Blue Origin is gearing up for its most star-studded mission to date.
A crew of six women, all of varying celebrity, are slated to ride Blue Origin's New Shepard rocket on a suborbital flight to the edge of space and back. The mission, NS-31, is scheduled to lift off Monday morning (April 14) from the company's launch facilities in West Texas.
A livestream of the NS-31 launch will be available on Space.com, via Blue Origin, and also on the company's website. The broadcast is expected to begin approximately 15 minutes before liftoff.
What time is Blue Origin's NS-31 launch?
Blue Origin is targeting Monday (April 14) for the New Shepard launch. Liftoff is scheduled for 9:30 a.m. EDT (1330 GMT). The launch will take place from the company's Launch Site One, about 30 miles (50 kilometers) north of Van Horn, Texas.
Delays due to weather, or issues with rocket hardware or launch infrastructure could push the liftoff back into the launch window, which has the potential to extend up to an hour or more. If the launch time shifts before the beginning of Blue Origin's livestream, the start of the launch broadcast will likely shift accordingly.

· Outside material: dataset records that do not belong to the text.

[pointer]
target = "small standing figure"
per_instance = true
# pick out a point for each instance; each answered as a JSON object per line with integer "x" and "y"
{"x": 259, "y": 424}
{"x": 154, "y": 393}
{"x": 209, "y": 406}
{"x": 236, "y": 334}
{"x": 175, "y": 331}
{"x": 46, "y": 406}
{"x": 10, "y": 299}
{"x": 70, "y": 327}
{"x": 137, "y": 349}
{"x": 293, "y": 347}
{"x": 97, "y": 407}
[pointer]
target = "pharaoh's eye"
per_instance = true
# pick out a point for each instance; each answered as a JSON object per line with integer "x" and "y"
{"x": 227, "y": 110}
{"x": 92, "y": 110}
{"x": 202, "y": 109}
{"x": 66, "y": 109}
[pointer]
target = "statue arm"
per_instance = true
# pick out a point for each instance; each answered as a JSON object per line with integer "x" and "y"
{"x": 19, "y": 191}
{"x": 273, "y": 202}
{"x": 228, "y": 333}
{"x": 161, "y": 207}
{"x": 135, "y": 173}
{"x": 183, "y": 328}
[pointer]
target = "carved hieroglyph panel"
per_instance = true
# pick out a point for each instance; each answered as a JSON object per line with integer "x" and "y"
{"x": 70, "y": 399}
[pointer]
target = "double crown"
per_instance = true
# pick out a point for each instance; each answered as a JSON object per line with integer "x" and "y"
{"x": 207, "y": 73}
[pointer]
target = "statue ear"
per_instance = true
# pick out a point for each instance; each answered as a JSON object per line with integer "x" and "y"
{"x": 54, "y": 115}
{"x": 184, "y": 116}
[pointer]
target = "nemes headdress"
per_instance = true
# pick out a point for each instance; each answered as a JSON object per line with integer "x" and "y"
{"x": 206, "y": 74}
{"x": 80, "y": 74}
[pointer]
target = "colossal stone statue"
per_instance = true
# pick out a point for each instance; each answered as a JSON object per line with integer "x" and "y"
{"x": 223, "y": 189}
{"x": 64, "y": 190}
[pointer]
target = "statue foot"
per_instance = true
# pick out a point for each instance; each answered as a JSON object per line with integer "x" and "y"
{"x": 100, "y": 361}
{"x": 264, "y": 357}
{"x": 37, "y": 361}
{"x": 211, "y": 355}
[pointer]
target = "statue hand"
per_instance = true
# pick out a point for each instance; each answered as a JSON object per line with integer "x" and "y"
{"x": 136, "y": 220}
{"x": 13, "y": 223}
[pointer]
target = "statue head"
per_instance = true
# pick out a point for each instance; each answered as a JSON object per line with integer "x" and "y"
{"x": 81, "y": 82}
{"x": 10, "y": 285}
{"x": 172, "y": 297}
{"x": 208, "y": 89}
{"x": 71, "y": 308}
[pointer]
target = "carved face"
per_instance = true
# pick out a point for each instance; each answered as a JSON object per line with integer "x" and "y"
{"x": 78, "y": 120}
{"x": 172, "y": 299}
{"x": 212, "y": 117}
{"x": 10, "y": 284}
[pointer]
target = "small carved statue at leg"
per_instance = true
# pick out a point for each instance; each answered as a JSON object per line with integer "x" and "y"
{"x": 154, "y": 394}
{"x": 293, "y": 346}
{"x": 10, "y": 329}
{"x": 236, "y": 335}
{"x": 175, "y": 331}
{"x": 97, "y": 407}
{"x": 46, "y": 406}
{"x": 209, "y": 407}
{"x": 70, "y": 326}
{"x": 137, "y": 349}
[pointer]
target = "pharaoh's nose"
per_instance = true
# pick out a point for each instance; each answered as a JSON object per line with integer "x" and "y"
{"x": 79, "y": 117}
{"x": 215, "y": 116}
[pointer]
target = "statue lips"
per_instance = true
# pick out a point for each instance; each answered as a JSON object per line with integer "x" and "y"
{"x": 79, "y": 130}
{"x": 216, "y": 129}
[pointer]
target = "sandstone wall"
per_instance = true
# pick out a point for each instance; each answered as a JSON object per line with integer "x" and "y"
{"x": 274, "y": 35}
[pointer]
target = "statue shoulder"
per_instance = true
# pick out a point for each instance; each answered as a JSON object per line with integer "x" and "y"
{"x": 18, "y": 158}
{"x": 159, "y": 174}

Can I watch the Blue Origin launch online?
Yes, the Blue Origin NS-31 New Shepard rocket launch will be available to watch online.

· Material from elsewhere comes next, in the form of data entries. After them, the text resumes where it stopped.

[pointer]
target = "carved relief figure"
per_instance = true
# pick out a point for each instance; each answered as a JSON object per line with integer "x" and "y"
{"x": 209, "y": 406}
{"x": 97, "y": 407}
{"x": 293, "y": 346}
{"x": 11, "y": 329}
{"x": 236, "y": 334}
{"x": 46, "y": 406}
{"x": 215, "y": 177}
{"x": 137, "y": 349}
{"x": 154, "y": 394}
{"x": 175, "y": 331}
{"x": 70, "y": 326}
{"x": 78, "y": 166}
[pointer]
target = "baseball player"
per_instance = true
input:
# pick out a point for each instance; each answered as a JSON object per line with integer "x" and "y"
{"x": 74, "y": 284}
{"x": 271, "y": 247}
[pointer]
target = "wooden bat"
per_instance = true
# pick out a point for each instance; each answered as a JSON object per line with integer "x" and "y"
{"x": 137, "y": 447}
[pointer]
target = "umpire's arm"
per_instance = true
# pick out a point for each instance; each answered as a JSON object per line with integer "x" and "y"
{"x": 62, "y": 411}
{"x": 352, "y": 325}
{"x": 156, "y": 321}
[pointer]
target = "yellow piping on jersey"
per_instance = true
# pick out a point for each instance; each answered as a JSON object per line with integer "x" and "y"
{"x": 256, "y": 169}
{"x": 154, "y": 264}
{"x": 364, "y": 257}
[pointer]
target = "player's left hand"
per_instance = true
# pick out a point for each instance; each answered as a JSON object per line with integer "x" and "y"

Blue Origin will provide a livestream of the New Shepard launch on its website BlueOrigin.com about 15 minutes before liftoff. The company typically simulcasts that stream to its YouTube page and X account, and it will also be carried on Space.com. Space.com's YouTube channel will also carry the feed.

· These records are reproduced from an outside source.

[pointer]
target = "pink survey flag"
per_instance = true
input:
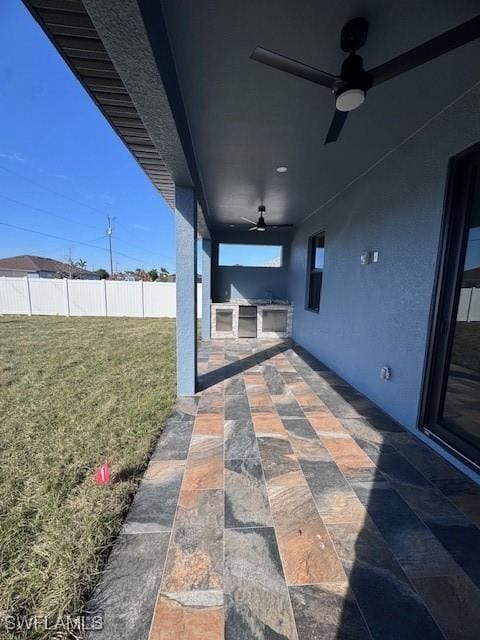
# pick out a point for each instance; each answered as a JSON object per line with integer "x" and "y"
{"x": 103, "y": 474}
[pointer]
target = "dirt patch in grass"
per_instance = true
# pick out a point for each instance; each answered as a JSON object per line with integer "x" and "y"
{"x": 73, "y": 392}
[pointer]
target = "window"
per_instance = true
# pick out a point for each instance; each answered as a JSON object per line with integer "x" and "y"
{"x": 249, "y": 255}
{"x": 316, "y": 257}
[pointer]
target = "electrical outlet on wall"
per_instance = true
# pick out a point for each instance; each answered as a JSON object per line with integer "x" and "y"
{"x": 365, "y": 258}
{"x": 385, "y": 373}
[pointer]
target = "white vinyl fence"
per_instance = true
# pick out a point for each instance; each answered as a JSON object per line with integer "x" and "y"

Who is launching on NS-31?

The NS-31 crew is led by Lauren Sánchez — partner of Blue Origin's billionaire founder Jeff Bezos. Also flying are pop-star singer Katy Perry — most notably known, in this case, for her hit single "Firework" — author and bioastronautics research scientist Amanda Nguyen, STEMBoard CEO and former NASA rocket scientist Aisha Bowe, film producer Kerianne Flynn and "CBS Mornings" co-host journalist Gayle King.
The sextet will be shattering the ceiling to space, so to speak, by blasting off on the first mission to launch an all-female crew into the final frontier. That is, of course, not to discredit the Soviet Union's Valentina Tereshkova, who flew a solo mission as the first woman in space in 1963.
How long is Blue Origin's NS-31 New Shepard launch?

Blue Origin's flight plan for its New Shepard rocket typically follows the same course every launch.
New Shepard will lift off at T-0, carrying its passengers at increasing speeds away from the launch pad and into the Texas sky. The rocket will reach up to three times the speed of sound before separating from its crew capsule at T+2:40.
The capsule will coast on a trajectory that will arc above the 62-mile (100-kilometer) high, internationally recognized "boundary" of space known as the Kármán line. There, the NS-31 crew will get to experience a few minutes of weightlessness before beginning a descent back to the ground.
The New Shepard booster is expected to return to Earth for a vertical landing on a pad near its launch site in West Texas about 7.5 minutes after liftoff, while the capsule and crew will parachute down for a soft landing a few minutes later. In total, the mission will last about 11 minutes from liftoff to capsule landing.